Advies Raad voor Cultuur bevestigt status quo

De Raad voor Cultuur bracht gisteren zijn advies uit voor grote culturele instellingen die directe steun ontvangen van het Rijk. In de categorie Film verandert er weinig. Movies that Matter vroeg subsidie aan maar kreeg die niet gehonoreerd. Het IFFR moet een nieuw plan indienen voordat het zeker is van meerjarige subsidie.

Voor de komende beleidsperiode is voor de filmsector €5.827.100 te verdelen. Dat geld is bedoeld voor vier filmfestivals: een internationaal festival voor documentaires, een internationaal festival voor arthousefilms, een kinderfilmfestival en een festival voor Nederlandse films. Daarnaast is in de zogenaamde Basis Infrastructuur plaats voor een ondersteunende instelling voor film.

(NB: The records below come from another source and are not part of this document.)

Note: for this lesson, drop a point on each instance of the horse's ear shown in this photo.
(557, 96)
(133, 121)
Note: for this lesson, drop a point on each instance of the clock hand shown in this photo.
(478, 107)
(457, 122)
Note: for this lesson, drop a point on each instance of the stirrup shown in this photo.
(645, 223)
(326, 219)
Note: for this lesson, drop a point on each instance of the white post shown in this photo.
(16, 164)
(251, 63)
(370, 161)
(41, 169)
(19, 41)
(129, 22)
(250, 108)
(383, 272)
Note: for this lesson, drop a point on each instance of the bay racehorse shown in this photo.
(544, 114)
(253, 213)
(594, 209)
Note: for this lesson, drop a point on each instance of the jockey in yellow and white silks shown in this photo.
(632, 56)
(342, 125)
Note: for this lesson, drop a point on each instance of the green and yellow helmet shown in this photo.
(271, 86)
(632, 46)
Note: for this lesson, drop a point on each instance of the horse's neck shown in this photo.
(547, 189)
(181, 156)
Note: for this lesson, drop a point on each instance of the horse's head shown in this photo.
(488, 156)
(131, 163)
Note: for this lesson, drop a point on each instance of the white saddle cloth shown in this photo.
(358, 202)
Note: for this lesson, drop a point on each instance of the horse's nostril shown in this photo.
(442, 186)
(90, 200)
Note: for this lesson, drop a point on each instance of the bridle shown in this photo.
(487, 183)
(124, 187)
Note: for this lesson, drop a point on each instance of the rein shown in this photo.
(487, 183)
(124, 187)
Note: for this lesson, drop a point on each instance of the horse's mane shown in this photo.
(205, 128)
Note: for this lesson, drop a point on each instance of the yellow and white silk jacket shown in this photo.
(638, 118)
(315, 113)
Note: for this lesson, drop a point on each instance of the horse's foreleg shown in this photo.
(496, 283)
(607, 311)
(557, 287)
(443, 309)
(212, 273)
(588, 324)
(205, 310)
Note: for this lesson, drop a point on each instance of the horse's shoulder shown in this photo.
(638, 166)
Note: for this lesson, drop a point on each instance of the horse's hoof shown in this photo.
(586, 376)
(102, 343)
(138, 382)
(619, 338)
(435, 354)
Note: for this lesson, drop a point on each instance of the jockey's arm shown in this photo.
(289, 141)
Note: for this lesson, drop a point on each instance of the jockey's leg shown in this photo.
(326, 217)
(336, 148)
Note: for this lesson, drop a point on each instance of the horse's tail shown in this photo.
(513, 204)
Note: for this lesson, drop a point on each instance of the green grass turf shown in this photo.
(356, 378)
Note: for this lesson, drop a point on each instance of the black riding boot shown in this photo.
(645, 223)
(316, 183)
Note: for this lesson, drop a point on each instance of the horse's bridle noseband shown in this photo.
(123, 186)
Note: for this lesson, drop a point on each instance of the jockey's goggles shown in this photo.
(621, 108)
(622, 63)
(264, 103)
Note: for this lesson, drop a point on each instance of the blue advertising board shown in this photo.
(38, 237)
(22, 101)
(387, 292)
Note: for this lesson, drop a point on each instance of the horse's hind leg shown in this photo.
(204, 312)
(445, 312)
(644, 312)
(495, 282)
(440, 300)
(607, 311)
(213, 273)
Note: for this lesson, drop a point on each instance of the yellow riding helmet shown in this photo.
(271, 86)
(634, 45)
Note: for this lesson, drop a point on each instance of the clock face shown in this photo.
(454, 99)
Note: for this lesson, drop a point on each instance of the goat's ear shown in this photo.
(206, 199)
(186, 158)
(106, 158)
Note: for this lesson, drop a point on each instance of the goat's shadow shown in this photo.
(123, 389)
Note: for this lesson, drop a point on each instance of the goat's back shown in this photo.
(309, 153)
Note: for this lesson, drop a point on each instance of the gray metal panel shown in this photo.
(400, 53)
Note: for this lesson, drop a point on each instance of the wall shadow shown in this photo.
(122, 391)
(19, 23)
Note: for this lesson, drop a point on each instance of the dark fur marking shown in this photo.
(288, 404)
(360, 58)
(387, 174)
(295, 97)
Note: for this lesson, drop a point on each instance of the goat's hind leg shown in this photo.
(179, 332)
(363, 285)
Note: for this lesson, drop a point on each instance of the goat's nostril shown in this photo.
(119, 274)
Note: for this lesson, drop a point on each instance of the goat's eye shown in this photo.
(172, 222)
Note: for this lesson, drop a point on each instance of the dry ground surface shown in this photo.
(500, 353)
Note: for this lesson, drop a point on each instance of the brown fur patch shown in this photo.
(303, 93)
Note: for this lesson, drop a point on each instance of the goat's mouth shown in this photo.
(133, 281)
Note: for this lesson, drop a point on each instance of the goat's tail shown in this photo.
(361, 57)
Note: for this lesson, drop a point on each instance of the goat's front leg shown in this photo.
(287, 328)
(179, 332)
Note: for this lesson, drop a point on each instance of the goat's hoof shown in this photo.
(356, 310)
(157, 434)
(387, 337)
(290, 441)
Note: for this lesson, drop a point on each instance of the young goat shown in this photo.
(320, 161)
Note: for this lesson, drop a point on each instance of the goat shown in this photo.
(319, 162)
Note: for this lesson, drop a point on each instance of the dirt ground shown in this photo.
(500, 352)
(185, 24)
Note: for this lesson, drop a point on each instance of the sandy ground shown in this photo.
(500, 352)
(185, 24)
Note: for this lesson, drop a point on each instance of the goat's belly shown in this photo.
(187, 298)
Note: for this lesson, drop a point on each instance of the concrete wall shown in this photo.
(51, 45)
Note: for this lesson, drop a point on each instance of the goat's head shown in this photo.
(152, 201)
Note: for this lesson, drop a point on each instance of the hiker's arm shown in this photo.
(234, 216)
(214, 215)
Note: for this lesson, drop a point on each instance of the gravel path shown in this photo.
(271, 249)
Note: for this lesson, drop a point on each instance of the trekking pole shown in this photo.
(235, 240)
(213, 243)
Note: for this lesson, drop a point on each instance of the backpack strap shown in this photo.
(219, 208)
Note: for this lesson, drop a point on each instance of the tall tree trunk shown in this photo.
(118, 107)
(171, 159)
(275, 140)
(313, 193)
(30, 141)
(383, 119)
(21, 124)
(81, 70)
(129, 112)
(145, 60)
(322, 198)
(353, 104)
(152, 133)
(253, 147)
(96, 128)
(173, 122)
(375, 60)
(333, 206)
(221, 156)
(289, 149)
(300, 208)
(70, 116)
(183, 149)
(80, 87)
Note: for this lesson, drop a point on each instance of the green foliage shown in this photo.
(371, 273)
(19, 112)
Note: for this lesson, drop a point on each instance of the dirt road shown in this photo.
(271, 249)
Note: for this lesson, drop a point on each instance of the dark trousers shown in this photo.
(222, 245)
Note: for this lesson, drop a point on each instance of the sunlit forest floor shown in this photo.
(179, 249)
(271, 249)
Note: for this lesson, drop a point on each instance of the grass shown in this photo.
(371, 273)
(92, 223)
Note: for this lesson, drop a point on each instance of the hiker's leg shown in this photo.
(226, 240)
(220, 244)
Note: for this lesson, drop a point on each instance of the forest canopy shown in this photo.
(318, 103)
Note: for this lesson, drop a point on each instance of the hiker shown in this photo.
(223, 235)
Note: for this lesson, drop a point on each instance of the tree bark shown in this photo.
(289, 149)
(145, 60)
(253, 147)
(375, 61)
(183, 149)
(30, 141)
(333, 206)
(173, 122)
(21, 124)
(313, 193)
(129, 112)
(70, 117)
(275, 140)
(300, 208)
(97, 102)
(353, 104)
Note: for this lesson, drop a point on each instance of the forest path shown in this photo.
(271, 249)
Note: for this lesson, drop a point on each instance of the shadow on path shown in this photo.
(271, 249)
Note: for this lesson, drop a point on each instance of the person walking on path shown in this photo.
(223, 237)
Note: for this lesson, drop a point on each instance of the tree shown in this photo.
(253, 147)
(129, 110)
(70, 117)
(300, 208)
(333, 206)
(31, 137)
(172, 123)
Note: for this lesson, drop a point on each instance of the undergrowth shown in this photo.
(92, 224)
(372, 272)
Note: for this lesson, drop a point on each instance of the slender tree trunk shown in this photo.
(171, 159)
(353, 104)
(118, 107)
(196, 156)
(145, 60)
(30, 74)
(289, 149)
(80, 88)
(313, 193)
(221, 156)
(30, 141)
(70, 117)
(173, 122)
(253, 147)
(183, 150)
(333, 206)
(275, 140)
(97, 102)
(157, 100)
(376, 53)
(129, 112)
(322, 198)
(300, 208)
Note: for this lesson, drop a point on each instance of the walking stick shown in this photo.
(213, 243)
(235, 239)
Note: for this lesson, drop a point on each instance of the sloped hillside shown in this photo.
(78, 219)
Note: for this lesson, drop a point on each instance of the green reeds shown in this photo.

Zes organisaties vroegen geld aan voor de beleidsperiode van 2025-2028, staat te lezen op de site van de Raad voor Cultuur. Naast de bestaande vijf huidige BIS-instellingen – Eye Filmmuseum, International Film Festival Rotterdam, IDFA, Cinekid en het Nederlandse Film Festival – diende ook Movies that Matter een voorstel in. Het beschikbare bedrag werd met €602.287 overvraagd, dus waren teleurstellingen gegarandeerd.

Die zal het grootste zijn bij Movies that Matter. Van de aangevraagde €550.000 krijgt het Haagse mensenrechtenfilmfestival helemaal niets. Pleister op de wond is de steun die het Nederlands Filmfonds deze week toekende aan Movies that Matter. Het behoort tot de zeven festivals die vier jaar lang kunnen rekenen op financiering uit die hoek. Het bedrag is echter veel lager dan de ruim half miljoen euro die Movies that Matter uit de BIS-pot had willen krijgen.

De enige organisatie die volledig krijgt wat ze aanvroeg, is Eye Filmmuseum: €2.480.973. Cinekid krijgt met €1.099.500 ruim €70.000 minder dan waar op was ingezet. IDFA moet het met bijna drie ton minder doen dan de aangevraagde €1.774.387. En het NFF, dat vorige week definitief zes ton gemeentelijke steun van Utrecht door de neus geboord kreeg, moet iets minder dan €13.000 inleveren op het aangevraagde bedrag.

De Raad voor Cultuur beoordeelde het niveau van de aanvragen als “redelijk tot zeer goed”. Er was één uitzondering: het IFFR. Het plan kreeg het predicaat ‘teleurstellend’ opgeplakt en bevatte volgens de Raad weinig concreet uitgewerkte plannen. In zijn advies stelt hij voor de subsidie aan het Rotterdamse festival vast te stellen op het lagere niveau van 2023 en verbindt er de eis van een nieuw strategisch plan aan.